Courrier des lecteurs

Trop d'anglicisme dans la littérature scientifique

Publié le 26/06/2019

Cassons la boucle de recopiages d'inexactitudes observées d'article en article.

Ainsi, pour le traitement du diabète… Une boucle, c'est nécessairement fermé, par définition. Sinon, ce n'est pas une boucle ! Donc une « boucle fermée » est un terme aussi absurde que le serait une « droite ouverte » ! Un chat est un chat ; il faut appeler une boucle une boucle. (1)

Ça vaut aussi en général pour les multiples « au jour d'aujourd'hui » témoignant de sa propre incompréhension par l'orateur de ce qu'il profère. ( Et pourquoi pas aussi « d’hui-d’hui » ?). Ou encore pour « la file active », cette traduction ratée de « active files » signifiant « dossiers en cours » (eh non, il ne s'agit pas de la queue de patients dans le couloir !).

Comme aux remises des prix de fin d'année, devrait-on offrir un petit Larousse aux candidats lors du doctorat ? Ou les inviter à la « boucler » au lieu d'employer de faux anglicismes qui les ridiculisent ?

Notons qu'un autre anglicisme a déjà pourri le français : « finaliser » ; le proverbe « La fin justifie les moyens » signifie « le but justifie les moyens employés pour y parvenir » ; oui : dans notre langue, « finaliser » signifie « donner un but, un sens » ; alors que c'est en anglais qu’il signifie « achever » et pas en français. L'employer dans le sens anglais est un snobisme qui semble bien s'incruster jusque dans le discours de nos ministres, ignorant visiblement l'existence des verbes achever, terminer, clore, aboutir, etc.
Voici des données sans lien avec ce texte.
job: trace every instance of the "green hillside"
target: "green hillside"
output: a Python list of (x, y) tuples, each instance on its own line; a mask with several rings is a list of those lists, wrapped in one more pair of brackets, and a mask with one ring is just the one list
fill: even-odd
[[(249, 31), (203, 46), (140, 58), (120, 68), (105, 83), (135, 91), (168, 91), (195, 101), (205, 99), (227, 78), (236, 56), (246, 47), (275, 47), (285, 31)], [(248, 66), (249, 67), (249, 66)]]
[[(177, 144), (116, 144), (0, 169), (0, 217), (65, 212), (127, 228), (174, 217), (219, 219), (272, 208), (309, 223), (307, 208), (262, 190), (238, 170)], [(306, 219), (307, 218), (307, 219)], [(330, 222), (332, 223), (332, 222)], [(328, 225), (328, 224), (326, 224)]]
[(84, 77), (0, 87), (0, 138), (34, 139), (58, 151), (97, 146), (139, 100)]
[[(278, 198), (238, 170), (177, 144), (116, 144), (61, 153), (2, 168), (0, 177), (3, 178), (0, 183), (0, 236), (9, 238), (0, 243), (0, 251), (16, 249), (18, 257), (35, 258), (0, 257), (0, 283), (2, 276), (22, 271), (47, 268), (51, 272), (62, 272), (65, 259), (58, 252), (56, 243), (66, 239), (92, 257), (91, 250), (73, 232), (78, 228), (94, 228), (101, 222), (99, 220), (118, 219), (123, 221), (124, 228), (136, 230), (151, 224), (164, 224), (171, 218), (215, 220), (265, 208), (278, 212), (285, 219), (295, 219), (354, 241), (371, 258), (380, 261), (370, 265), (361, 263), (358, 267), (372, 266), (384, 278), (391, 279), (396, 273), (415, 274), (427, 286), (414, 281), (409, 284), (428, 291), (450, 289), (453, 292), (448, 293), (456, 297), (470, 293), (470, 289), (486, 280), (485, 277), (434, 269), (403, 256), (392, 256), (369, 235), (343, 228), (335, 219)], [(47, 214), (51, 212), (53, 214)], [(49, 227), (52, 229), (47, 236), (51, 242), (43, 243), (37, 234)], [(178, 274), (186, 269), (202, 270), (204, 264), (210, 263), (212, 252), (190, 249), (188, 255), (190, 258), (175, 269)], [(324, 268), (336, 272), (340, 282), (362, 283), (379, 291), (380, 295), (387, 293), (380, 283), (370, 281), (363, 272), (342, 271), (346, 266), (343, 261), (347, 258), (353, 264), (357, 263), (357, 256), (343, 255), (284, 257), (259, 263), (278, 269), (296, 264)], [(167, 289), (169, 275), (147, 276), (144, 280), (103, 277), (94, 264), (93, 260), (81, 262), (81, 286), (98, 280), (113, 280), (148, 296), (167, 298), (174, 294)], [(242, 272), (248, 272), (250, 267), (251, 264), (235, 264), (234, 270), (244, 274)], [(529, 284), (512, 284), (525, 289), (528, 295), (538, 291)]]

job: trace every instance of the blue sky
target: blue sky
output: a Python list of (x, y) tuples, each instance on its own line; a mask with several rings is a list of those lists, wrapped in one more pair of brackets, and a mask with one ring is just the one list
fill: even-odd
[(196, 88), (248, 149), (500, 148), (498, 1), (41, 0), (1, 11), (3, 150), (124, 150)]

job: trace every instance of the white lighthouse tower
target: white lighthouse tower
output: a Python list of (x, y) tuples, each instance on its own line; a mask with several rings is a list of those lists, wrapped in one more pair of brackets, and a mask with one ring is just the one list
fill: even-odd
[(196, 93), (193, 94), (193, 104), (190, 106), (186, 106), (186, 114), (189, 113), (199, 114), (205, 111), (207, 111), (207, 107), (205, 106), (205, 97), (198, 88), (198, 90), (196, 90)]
Donc on ne finalise pas une étude : on la termine. Sa finalité (son but) est à fixer au préalable, avant de l'initier, sans quoi elle est réputée non éthique et illégale.

Prendre un mot pour un autre vicie la compréhension, voire à terme la pensée. Ces anglicismes nous envahissent ! Leur climat détermine aussi la fonte des adjectifs : « en charge de »,  «en capacité de », ces termes lourdingues remplaçant nos élégants « chargé de » et « capable de » ; Notre langue s'en trouve « handicapée »... Mais devons-nous déjà dire (pour faire chic ou instruits ) : «en situation de handicap » ? ) Sommes-nous devenus linguistiquement des nains ? Pardon… des « personnes de petite taille » ?

J’allais écrire « et en même temps » pour paraphraser les discours ambiants…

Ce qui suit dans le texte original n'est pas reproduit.